Je n'ai pas l'impression qu'il y a plusieurs sujets. L'assisse du film est ce couple-là qui se déchire à partir du moment où un chien arrive dans la maison. Pas parce qu'un chien arrive à la maison, mais parce qu'ils ont un rapport différent à l'engagement. C'est une histoire d'amour au milieu duquel arrive un chien qui est la métaphore du racisme. Jean est impliquée corps et âme avec les Black Panthers. Gary trouve ça puéril et inutile. Sa façon de s'engager est beaucoup plus méta. C'est là le sujet. C'est deux points de vue complètement différents sur l'engagement où un couple va exploser parce que ça définit leurs rapports au monde.
De quelles façons tu sens que ta carrière de romancière a alimenté celle de la scénariste et de la cinéaste? Car dans tes réalisations, je sens qu'il y a un avant (Le ring, Inch'Allah) et un après (La déesse des mouches à feu, Chien blanc) depuis la parution de ton roman La femme qui fuit en 2015.
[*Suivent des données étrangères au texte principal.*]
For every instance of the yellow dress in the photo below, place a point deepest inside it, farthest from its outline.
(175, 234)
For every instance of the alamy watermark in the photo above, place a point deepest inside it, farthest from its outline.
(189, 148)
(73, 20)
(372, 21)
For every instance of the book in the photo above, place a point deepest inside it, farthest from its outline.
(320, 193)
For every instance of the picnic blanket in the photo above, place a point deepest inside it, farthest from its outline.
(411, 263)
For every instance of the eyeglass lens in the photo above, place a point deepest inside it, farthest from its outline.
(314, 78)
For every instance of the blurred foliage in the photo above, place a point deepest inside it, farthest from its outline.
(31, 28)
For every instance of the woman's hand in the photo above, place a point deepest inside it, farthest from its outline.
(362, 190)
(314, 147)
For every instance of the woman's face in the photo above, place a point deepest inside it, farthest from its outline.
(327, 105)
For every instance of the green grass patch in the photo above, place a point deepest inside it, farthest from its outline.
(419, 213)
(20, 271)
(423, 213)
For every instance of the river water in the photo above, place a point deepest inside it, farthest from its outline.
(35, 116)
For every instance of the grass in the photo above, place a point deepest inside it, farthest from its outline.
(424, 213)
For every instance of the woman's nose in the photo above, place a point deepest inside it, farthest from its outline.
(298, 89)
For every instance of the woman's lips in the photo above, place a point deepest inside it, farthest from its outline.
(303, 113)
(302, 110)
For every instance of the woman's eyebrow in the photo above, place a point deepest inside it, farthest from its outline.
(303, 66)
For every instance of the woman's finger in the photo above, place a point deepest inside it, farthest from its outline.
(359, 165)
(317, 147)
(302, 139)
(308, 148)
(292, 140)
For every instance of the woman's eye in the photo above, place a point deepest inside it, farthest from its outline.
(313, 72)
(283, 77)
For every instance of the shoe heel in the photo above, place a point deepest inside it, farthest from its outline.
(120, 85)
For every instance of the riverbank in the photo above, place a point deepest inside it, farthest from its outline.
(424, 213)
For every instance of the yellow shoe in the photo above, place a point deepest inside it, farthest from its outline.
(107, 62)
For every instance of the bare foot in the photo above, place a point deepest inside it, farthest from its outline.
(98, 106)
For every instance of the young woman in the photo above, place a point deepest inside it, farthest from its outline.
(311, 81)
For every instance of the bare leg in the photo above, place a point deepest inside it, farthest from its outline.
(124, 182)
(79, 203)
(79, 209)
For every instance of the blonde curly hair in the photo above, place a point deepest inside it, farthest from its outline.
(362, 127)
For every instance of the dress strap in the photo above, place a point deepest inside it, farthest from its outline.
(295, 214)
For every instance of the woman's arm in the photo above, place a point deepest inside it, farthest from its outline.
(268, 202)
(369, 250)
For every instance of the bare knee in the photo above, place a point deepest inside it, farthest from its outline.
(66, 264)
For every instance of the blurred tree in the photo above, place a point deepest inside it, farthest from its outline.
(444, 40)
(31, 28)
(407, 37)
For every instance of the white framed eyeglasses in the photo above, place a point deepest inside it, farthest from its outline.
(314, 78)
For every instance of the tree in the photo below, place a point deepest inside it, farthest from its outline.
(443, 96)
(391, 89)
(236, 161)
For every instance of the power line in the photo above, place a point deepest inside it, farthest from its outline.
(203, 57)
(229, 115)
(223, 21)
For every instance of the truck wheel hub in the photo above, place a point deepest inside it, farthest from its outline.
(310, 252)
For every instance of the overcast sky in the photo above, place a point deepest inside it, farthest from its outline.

C'est une super bonne de question. Peut-être que parce que La déesse des mouches à feu et Chien blanc, ce sont deux adaptations? La matière littéraire, je la côtoie et je la connais. Je me nourris des mots déjà écrits par d'autres et ça me donne peut-être une certaine liberté, une certaine souveraineté que je n'avais pas en écrivant. C'est possible. C'est quelque chose que je n'ai pas réfléchi dans ces termes-là. Ce que je sais cependant de façon très concrète, c'est qu'après avoir réalisé un film, depuis un certain moment, j'écris un livre. Il y a vraiment une espèce de relais et ça, pour moi, c'est très sain, très salvateur. Faire un film, c'est très combatif. C'est lourd, c'est beaucoup de monde, c'est beaucoup de doutes, c'est beaucoup dans la représentation, c'est beaucoup dans le lien. Alors qu'un livre, c'est très intérieur. Peut-être que le fait de me retricoter, de me refabriquer par l'écriture entre deux films sert les films après.
Dans Chien blanc, Romain Gary dit que «Créer est un risque'. Vous en pensez quoi?
C'est même moi qui dit ça à travers la bouche de Gary! (rires) Mais oui, complètement. Un beau grand risque. Particulièrement pour ce film-là. Je savais que c'est un sujet risqué. Mais tant qu'avoir la chance de faire ce métier-là, je trouve que ça vaut la peine de prendre le risque.